Time has a way of glossing over reality. We sometimes don’t see it, but it is true none the less. When we remember good ol’ days gone by, we don’t always remember with accuracy.
The result of our flawed memories is an often unrealistic idea about the way things used to be. We think back on the times of yesteryear, and think of how grand and glorious they were. We think of the problems today (the seemingly endless problems!) and wish we could transport back to a better time, when life was easier. Simpler.
But was it really?
Even 3000 years ago, this was an issue. Solomon, perhaps the greatest mind ever to contemplate the deeper questions of life, said this about longing for the past:
“Do not say, ‘Why is it that the former days were better than these?’ For it is not from wisdom that you ask about this.” Ecclesiastes 7:10
Even Solomon spoke of the good ol’ days, and he lived in them! I sometimes wonder if Solomon often observed people in his court and family asking this millennial question. I also wonder if all people at all times have asked this question, in some fashion. Since human nature never changes, it stands to reason.
Our human nature is such that we are forever wishing things were better than they currently are. Why? Because nothing is ever just right. Nothing is ever completely okay. Ongoing problems are always in the present tense.
When we think of the past (the good ol’ days), we tend to forget all the things that were just plain annoying. Take for example, boredom. Do you ever think about the past and remember boredom? No, of course you don’t. You remember what was exciting. You remember the extreme highs, the extreme lows. Even when remembering the lows, you don’t really “feel” the pain of the events, but instead you remember getting through the lows. Which, in a sense, is a high.
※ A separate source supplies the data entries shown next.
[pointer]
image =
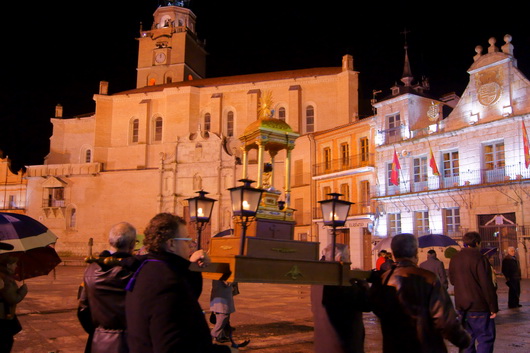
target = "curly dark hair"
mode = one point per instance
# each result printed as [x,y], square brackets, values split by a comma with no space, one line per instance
[161,228]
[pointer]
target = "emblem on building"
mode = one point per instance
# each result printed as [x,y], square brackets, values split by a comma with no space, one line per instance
[489,89]
[433,111]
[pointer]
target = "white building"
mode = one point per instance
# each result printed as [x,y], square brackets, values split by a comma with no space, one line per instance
[483,182]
As a result, your memory doesn’t serve you a dose of reality. It serves you a distorted picture of the past. And with a distorted picture of the past, you find yourself longing for it.
Regarding the past, it only takes a little time to unearth the trials and heartbreaks of each and every generation gone by. No matter what a period might look like in the history books, those black and white photos don’t reveal the true color of human sorrow and disappointment.
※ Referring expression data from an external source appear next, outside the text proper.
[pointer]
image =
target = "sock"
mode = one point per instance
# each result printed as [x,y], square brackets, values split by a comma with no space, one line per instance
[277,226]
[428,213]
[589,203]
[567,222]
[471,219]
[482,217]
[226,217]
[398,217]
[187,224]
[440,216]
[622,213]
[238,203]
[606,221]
There has been and is one enduring constant in all of the history of the world: time. Time is the great curator of life. In our limited perspective, we understand time as broken into three distinct parts: past, present, and future. When we look closely at these three elements of time, we find that:
- We don’t experience the pain or pleasure of the past. We only remember it, and remembering pain or pleasure is like watching a movie – you feel everything vicariously, so the pain doesn’t really bite and the pleasure is elevated to something far beyond actuality.
- We don’t experience the pain or pleasure of the future. Like the past, we see them from a distance. They don’t quite touch us. Thus, pain doesn’t really sting, and pleasure can be vastly more impactful than reality.
- What happens in the present, we experience fully. We feel every pang of sorrow, physical harm, and stress. Further, we find pleasure to fall short of our minds’ expectations. Pleasure might be pleasant, but it never quite measures up to what we think it could be.
Understanding the dimness of our memories of the past or our fanciful imaginations of the future, we would do well to entrust our happiness to neither one. No, the time to live and enjoy life is NOW. The past will forever fade away, the future will forever escape our arrival. What God has given to us is TODAY. We must learn to find all of the joy and wonder in it. And we must be willing to accept the pain we know it will bring.
Let us follow Solomon’s simple but profound counsel, and look to the present to find our happiness and meaning. Otherwise, we will forever be longing for the good ol’ days that were really not so good!